Head-to-Head Evaluations
Evaluate your LLM outputs against one another using head-to-head evaluations.
Head-to-head evaluations are useful for evaluating your LLM outputs against one another to determine which models are generally better at a given task. However, they do not provide precise metrics on how often a given model makes a certain error, only how often it outperforms another model. For more precise metrics, please consider criteria or code evaluations.
Head to head evaluations are a fast way to get a sense of how well your models perform against one another. For each model being evaluated, the output of that model is compared against the output of every other model for every entry in the evaluation dataset.
The number of comparisons performed in a head to head eval scales linearly with the number of entries and quadratically with the number of models. If you’re evaluating 2 models on 100 entries, there will be 100 * 1 = 100 comparisons. If you’re evaluating 3 models on 100 entries, there will be 100 * 2 + 100 * 1 = 300 comparisons.
As outputs are compared against one another, each model is assigned a “win rate” score. For example, if you’re evaluating 2 models on 100 entries and model A outperforms model B 55 times, model A will have a win rate of 55% and model B will have a win rate of 45%. In cases where both models produce the same output or the judge is unable to determine a winner, the score will be a tie (equivalent to 50% win rate).

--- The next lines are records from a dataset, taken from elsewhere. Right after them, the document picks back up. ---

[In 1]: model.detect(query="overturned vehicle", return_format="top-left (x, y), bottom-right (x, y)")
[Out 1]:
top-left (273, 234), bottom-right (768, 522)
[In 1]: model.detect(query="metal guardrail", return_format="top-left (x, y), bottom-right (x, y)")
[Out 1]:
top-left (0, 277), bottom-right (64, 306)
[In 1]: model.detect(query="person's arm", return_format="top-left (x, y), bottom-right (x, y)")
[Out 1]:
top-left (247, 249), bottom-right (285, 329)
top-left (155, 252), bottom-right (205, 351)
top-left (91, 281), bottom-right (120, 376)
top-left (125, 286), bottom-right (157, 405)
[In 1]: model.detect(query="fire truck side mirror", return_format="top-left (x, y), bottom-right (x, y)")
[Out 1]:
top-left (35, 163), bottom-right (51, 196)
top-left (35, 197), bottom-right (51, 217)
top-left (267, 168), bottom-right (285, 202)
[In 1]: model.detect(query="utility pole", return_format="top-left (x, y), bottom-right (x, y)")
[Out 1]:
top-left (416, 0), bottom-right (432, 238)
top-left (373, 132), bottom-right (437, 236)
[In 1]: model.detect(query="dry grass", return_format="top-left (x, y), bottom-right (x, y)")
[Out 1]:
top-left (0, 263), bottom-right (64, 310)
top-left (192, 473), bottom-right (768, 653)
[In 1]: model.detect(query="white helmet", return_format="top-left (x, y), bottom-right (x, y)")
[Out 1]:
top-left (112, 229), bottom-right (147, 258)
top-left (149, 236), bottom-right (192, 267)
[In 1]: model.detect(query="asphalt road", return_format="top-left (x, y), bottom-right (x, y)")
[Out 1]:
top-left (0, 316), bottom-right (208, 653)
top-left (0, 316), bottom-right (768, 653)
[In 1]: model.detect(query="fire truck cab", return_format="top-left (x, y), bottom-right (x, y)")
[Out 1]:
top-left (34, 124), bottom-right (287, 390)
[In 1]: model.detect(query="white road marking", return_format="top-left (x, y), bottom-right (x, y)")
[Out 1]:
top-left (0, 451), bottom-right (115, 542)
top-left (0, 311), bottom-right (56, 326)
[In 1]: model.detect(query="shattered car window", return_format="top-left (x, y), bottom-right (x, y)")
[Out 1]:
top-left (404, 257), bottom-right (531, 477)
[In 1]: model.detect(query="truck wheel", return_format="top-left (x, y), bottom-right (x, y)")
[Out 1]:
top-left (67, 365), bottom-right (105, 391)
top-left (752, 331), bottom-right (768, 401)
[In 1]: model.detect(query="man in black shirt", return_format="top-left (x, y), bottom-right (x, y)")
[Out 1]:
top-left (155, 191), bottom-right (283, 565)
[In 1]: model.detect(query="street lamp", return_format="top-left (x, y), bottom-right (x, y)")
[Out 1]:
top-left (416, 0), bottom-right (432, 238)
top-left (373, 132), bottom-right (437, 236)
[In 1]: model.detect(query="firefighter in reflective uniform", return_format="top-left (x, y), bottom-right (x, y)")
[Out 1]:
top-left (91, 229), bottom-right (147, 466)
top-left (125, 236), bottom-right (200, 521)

In addition to the results table, you can also view results in a matrix format. This is useful for visualizing how specific models perform against one another.
To see why one model might be outperforming another, you can navigate back to the evaluation table and click on a result pill to see the evaluation judge’s reasoning.
While head-to-head evaluations are convenient, they can quickly become expensive to run, and provide limited insight into how well a model performs. For more precise metrics, consider criterion or code evaluations.